In today’s time and age, teaching methodologies and techniques have seen phenomenal changes; creativity, interaction, innovation, and other such related words are some of the adjectives, which are the norm. The difference: the rather ‘heavy’ application of technology and its aspects. Recently I took up a new assignment with IL&FS Education and Technology Services or IETS, where I was required to interview a gentleman, by the name of Rupesh Yashwant Kulkarni, from Maharashtra. He is an ICT teacher, who wished to enhance his English speaking skills. He enrolled for an online English speaking course, EnglishBolo, which is a user friendly platform that focusses on the usage of the language in day-to-day professional and personal life, encouraging the user to speak the language, through apt responses, but in a virtual classroom.


I quizzed him about his experience, and he answered that the experience had, indeed, been unique. Well, what was, I begged to know, not understanding how a language could, possibly, be taught online with such success. He explained about the comfort involved, thanks to an ‘anytime, anywhere’ approach, involving a virtual yet interactive exchange of inputs, ideas and feedbacks with teachers and students, which was a big USP in today’s hectic and chaos. The site, he says, is a reservoir of different types of assignments for different levels of students, which one could attempt at one’s own pace, but within a stipulated time frame of 90 days. Another ‘peer’ of his, who is a school coordinator, Trinath Kabir Chandra Patra, highlighted the course’s cost effectiveness as advantageous.

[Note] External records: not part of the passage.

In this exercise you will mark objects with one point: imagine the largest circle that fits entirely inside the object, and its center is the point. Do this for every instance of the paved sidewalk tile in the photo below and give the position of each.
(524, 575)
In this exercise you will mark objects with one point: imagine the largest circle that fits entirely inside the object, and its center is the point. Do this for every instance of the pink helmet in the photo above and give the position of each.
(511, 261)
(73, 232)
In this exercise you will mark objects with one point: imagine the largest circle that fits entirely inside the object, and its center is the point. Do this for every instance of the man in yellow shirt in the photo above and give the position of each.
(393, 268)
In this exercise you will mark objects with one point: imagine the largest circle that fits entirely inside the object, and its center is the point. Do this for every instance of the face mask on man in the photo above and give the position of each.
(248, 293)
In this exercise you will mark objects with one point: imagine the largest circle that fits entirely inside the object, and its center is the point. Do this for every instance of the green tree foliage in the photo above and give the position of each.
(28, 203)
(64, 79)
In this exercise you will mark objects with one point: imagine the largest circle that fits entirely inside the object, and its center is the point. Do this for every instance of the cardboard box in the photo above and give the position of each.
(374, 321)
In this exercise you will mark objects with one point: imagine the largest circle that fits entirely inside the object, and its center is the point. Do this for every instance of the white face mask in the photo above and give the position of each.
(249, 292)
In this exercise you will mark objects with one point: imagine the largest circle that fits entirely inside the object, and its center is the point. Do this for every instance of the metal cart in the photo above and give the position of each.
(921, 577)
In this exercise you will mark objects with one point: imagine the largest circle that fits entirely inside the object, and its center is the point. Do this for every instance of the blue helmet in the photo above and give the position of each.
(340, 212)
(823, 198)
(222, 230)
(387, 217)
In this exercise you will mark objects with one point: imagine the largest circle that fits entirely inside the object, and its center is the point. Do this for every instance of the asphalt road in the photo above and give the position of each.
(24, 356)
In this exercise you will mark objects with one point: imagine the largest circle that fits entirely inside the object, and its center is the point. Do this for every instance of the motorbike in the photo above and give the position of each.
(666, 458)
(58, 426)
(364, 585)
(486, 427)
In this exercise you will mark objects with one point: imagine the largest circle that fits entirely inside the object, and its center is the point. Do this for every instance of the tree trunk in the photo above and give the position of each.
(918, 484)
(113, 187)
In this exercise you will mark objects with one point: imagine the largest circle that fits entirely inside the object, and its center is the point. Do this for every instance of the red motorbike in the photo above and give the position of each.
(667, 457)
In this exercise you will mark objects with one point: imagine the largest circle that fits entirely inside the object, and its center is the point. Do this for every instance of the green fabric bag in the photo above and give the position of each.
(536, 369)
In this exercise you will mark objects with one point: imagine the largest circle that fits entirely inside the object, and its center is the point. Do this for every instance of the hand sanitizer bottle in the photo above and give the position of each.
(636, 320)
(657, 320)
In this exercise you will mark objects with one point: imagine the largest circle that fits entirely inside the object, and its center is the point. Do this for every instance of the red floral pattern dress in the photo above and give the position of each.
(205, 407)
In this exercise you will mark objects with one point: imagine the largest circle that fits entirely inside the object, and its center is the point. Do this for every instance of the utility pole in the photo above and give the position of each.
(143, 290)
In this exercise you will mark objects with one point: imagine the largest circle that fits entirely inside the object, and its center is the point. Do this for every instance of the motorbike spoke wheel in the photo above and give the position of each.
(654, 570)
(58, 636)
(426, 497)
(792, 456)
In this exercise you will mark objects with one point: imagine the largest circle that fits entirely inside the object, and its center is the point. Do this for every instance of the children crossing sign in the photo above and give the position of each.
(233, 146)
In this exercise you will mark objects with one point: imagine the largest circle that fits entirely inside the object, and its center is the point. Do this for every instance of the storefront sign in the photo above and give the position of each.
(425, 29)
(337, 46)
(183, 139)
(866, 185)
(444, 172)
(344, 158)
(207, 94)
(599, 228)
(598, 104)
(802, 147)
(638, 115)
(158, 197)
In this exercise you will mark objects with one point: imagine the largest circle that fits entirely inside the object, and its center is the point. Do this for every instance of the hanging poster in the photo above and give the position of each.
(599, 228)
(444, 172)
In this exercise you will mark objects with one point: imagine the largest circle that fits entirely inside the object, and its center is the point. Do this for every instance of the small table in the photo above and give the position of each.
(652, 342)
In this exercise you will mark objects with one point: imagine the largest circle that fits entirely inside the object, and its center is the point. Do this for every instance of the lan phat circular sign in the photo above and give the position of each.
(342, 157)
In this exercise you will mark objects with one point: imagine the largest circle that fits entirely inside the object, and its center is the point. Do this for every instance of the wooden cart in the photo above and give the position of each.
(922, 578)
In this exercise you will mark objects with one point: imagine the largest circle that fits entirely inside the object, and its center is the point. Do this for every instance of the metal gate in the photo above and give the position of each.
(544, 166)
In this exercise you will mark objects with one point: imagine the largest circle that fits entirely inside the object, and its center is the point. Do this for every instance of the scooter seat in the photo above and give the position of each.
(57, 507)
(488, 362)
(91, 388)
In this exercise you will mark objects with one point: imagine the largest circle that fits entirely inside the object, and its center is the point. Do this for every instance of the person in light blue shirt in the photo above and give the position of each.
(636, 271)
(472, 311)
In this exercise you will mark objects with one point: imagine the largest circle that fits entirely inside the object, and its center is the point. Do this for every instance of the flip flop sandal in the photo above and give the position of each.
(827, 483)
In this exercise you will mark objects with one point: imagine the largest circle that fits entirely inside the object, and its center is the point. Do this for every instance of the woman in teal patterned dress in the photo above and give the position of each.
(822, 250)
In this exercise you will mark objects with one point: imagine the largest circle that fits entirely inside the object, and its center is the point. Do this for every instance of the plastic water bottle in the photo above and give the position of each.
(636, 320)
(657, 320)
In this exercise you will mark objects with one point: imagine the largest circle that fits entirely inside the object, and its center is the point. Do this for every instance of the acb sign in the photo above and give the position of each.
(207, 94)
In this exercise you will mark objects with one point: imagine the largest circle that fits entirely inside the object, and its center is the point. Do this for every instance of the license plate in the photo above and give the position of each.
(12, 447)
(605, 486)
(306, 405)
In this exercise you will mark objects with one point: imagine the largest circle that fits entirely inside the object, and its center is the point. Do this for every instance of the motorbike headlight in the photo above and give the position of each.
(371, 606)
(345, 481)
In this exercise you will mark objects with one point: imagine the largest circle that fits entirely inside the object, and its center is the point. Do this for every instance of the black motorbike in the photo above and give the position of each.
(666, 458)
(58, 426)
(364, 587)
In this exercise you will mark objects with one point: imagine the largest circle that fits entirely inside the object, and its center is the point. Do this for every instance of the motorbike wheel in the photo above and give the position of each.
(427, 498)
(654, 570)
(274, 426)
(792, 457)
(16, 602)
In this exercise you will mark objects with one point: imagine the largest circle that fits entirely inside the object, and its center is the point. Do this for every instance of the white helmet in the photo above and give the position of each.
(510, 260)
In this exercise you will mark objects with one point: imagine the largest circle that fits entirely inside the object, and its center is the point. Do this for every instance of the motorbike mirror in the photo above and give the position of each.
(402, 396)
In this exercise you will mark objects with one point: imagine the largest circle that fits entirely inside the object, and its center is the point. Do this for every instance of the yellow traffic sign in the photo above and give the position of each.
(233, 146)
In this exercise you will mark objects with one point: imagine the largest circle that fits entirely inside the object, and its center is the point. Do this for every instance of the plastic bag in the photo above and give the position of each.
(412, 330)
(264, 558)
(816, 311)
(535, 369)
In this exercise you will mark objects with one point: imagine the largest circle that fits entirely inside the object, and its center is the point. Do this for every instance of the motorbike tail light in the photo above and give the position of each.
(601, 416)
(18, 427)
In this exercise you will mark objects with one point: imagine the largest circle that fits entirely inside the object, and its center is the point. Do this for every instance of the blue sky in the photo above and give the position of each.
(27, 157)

I wondered to myself: how times have changed? I remembered the strict timings, the home-works, and the stringent timelines, but I guess ‘a lot of water has flown under the bridge since then’. Having said the same, the language teaching ‘market’ has grown by leaps and bounds. The fact remains though that whether virtual or physical, the interaction with fellow human beings holds true, always. The human component is vital for any form of learning, development and growth. Having said this, I still could not resist logging-on to the EnglishBolo site to have a sneak-peak myself in order discover, for myself, what all the ‘furore’ was all about…that is for another time to describe, dear readers!